Kondisi ini sangat berbeda jauh dengan masa Kekhalifahan Umar bin Khattab. Dalam masa kepemimpinannya, wilayah Madinah pernah mengalami krisis pangan akibat musim kemarau yang berkepanjangan. Dengan sengaja Umar bin Khattab menahan diri dari mengonsumsi daging, minyak samin, dan susu hingga musim paceklik berakhir. Baginya, seorang pemimpin tidak layak hidup nyaman ketika rakyatnya menderita.
Bagi Amirul Mukminin, seorang pemimpin tidak akan benar-benar mampu memperjuangkan nasib rakyat jika ia sendiri tidak merasakan penderitaan yang dialami rakyat. Inilah bentuk nyata dari kepemimpinan dalam Islam—yakni pemimpin sebagai pelayan umat—bukan penguasa yang dilayani. Kepedulian Umar mencerminkan bagaimana sistem Islam membentuk karakter pemimpin yang amanah, sederhana, dan berorientasi pada kemaslahatan rakyat.
Berbanding terbalik dengan sistem kapitalisme yang diterapkan oleh negara saat ini. Dalam sistem kapitalisme, pejabat publik sering kali terpisah dari realitas hidup rakyatnya. Mereka hidup nyaman dengan fasilitas mewah. Padahal, semua itu dibiayai dari uang rakyat.
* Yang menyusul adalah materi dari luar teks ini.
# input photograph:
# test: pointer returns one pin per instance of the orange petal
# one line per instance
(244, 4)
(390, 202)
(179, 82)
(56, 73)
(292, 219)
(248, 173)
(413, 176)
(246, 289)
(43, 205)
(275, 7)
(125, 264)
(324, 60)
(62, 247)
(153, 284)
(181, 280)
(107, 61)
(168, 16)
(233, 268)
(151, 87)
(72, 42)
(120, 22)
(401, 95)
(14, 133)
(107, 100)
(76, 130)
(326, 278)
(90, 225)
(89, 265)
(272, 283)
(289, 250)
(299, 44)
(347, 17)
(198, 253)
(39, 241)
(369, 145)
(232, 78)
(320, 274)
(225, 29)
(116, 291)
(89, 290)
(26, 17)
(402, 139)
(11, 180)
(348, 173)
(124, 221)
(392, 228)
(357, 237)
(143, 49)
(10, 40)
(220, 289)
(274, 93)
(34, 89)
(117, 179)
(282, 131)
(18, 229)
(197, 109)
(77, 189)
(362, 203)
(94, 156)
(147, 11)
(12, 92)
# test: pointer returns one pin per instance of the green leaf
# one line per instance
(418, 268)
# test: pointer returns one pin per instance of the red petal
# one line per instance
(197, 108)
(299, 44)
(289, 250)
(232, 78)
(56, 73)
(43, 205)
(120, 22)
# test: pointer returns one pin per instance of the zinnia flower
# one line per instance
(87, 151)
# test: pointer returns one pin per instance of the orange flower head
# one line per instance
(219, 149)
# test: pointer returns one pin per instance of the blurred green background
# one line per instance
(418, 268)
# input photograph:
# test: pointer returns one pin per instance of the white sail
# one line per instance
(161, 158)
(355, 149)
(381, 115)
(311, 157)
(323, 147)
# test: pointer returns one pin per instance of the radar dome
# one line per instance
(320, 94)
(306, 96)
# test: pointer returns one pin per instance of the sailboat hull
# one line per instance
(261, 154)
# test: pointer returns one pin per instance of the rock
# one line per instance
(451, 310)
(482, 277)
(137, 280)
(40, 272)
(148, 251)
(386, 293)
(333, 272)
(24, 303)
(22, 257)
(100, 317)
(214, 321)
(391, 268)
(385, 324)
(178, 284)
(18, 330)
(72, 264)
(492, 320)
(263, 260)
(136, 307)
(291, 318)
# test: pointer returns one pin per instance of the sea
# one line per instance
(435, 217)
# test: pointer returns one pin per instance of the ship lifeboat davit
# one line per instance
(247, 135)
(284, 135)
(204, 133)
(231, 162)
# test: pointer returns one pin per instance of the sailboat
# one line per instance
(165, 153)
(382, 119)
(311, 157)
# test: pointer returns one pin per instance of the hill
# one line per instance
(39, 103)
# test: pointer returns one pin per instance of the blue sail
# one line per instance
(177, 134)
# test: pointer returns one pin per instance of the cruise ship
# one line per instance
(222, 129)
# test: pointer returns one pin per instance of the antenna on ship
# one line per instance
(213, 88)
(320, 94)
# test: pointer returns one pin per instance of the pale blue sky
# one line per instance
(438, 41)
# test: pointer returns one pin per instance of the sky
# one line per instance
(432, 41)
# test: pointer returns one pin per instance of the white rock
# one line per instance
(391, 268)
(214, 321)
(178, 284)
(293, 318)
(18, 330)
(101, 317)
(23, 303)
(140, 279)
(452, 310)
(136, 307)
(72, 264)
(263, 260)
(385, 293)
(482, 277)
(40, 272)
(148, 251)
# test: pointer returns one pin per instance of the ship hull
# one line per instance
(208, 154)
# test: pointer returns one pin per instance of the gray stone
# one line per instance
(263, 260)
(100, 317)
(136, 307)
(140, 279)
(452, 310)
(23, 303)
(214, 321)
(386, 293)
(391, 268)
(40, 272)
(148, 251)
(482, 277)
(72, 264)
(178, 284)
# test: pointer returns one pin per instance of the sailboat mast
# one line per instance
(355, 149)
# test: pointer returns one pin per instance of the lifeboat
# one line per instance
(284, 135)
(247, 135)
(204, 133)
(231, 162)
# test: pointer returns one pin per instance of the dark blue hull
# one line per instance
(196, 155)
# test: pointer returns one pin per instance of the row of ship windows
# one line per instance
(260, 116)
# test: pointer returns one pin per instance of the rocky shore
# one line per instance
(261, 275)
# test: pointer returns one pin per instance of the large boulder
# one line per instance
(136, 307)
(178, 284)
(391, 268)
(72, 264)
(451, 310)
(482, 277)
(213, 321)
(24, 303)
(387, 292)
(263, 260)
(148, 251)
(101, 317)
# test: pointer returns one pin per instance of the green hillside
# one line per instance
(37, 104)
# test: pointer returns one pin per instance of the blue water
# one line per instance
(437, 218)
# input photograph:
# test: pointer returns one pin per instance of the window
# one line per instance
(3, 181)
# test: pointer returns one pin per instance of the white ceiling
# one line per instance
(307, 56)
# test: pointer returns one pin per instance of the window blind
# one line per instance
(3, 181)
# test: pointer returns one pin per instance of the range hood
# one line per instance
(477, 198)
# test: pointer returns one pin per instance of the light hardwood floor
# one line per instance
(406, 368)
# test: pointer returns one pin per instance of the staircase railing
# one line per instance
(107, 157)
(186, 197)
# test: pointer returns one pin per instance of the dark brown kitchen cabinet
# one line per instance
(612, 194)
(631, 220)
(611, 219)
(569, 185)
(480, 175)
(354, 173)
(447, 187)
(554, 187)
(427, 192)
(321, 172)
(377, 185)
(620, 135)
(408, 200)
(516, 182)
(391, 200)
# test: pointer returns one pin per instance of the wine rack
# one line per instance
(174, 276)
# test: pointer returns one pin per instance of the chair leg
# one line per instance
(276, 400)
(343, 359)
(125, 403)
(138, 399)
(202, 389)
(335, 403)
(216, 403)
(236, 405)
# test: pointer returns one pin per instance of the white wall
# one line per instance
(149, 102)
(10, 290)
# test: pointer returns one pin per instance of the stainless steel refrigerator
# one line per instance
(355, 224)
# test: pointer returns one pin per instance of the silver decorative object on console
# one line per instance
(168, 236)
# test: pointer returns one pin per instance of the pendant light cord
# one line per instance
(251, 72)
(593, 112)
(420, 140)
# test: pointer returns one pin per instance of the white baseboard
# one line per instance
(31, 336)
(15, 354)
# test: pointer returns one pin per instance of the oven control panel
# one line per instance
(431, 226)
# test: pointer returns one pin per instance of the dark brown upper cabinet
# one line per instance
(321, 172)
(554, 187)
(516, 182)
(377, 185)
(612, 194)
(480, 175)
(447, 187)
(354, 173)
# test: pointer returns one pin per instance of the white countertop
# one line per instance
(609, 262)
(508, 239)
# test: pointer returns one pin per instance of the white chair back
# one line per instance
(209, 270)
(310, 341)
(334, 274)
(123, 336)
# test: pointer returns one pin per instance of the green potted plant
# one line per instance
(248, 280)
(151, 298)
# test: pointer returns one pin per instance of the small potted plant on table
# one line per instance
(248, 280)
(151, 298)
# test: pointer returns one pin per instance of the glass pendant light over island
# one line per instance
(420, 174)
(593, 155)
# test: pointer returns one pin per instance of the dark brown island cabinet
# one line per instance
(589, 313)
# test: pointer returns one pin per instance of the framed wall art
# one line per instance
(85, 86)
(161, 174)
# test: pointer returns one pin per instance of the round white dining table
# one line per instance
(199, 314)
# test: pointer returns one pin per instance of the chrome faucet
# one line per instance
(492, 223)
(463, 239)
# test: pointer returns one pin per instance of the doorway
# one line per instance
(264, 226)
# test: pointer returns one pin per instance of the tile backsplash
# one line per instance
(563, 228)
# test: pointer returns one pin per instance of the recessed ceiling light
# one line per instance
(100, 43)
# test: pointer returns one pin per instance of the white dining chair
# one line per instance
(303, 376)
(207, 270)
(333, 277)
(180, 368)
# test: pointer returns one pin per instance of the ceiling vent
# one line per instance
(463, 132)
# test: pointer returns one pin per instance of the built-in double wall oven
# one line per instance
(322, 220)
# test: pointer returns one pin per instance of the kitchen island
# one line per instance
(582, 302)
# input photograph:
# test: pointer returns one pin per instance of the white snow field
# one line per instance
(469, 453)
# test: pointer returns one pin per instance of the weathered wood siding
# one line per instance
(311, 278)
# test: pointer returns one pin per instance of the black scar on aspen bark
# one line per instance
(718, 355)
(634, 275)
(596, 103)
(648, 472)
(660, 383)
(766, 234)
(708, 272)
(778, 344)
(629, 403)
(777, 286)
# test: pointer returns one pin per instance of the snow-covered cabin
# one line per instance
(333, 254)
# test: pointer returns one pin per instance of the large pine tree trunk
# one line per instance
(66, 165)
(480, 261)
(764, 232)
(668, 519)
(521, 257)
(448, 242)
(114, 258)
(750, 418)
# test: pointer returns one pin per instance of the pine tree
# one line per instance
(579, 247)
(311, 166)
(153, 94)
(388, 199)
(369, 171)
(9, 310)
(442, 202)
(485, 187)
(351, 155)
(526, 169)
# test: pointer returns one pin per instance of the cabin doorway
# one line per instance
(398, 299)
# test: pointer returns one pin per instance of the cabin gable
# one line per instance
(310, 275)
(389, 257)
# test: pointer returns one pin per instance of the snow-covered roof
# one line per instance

Sistem yang menempatkan kekuasaan sebagai alat untuk menikmati privilege, bukan sebagai amanah yang harus dipertanggungjawabkan. Karena itu, para khalifah dalam sejarah Islam dikenal hidup sederhana dan sangat berhati-hati dalam menggunakan harta negara. Mereka memprioritaskan kesejahteraan umat di atas kepentingan pribadi maupun kelompok.
Sedangkan Islam memiliki pandangan berbeda perihal kekuasaan dan kepemimpinan. Dalam sistem Islam (Khilafah), seorang pemimpin bukanlah penguasa yang dilayani, melainkan pelayan umat. Kepemimpinan dalam Islam bukan jalan untuk memperoleh kekayaan dan fasilitas, melainkan beban berat yang akan dihisab di akhirat. Karena itu, para khalifah dan pemimpin dalam sejarah Islam dikenal sebagai pribadi yang zuhud, sederhana, dan sangat menjaga keadilan serta kepentingan rakyat.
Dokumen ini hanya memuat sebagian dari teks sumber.